Coleção pessoal de luiselzadesouzapinto
A dúvida que (supostamente) emite ruídos e que, todavia, foi concreta e totalmente varrida pela certeza e lucidez, nada mais é que uma frágil tentativa de somatização do erro ou ilusão.
Desejas saber a "posição"? Ou a "velocidade"? Escolhe somente uma, pois a "base objetiva" que te precede e alimenta limita a tua epistemologia a 50% do que estás.
O ser humano diferencia-se de outros entes vivos não unicamente porque possui retinas e papilas gustativas como estruturas diversas, mas também porque pode intuir com plena razão onde deseja colocar os olhos e a boca.
A interrogação é a maior amiga e mais pragmática companhia da certeza. Às vezes, todavia, é necessário temperar o passo com um infinitésimo de dúvida.
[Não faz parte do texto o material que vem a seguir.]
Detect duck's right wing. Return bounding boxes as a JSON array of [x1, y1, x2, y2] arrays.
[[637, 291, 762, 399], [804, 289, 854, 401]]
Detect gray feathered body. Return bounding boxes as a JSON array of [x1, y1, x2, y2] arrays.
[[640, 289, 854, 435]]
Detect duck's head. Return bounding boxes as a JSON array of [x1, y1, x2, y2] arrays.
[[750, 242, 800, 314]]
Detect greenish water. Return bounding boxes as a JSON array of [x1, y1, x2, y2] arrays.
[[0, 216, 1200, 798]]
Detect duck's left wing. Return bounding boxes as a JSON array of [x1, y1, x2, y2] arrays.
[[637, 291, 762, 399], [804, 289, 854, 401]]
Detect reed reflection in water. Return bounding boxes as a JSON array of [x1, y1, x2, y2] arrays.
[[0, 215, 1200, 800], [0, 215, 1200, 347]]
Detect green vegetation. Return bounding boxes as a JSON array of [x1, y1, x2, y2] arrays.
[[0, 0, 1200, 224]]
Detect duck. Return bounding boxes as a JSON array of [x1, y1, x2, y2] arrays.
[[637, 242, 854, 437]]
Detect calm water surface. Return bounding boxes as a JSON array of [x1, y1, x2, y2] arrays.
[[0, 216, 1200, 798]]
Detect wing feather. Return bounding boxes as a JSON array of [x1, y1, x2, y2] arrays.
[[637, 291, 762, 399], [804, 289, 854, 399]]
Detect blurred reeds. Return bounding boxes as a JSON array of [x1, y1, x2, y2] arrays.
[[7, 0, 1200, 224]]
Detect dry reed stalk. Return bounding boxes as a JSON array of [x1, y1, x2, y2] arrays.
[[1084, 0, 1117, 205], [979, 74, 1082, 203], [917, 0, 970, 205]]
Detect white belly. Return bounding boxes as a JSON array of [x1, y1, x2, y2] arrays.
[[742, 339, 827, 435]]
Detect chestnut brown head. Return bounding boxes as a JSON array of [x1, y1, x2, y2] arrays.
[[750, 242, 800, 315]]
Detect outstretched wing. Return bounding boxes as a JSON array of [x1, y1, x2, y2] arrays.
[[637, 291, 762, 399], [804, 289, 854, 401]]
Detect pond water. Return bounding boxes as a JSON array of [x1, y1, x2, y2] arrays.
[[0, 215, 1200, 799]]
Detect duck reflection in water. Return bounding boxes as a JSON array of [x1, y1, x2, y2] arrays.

As únicas coisas que devem acompanhar as decisões conscientes e opcionais são o planejamento, a preparação, a execução e a vitória.
A total impossibilidade pode confortar e/ou conformar ou revoltar alguém. Contudo, uma infinitésima probabilidade de ocorrência de um evento (estatístico) ou desarticula completamente um raciocínio ou convida o ser a pensar com uma lógica que tangencia a perfeição.
Os olhos não estão ao nível dos pés, também porque o ser humano deve e pode almejar um horizonte maior do que o próximo passo.
Ninguém consegue precificar um sentimento, pois o ato de julgar consome o espaço tempo que pertence às valorações inatas.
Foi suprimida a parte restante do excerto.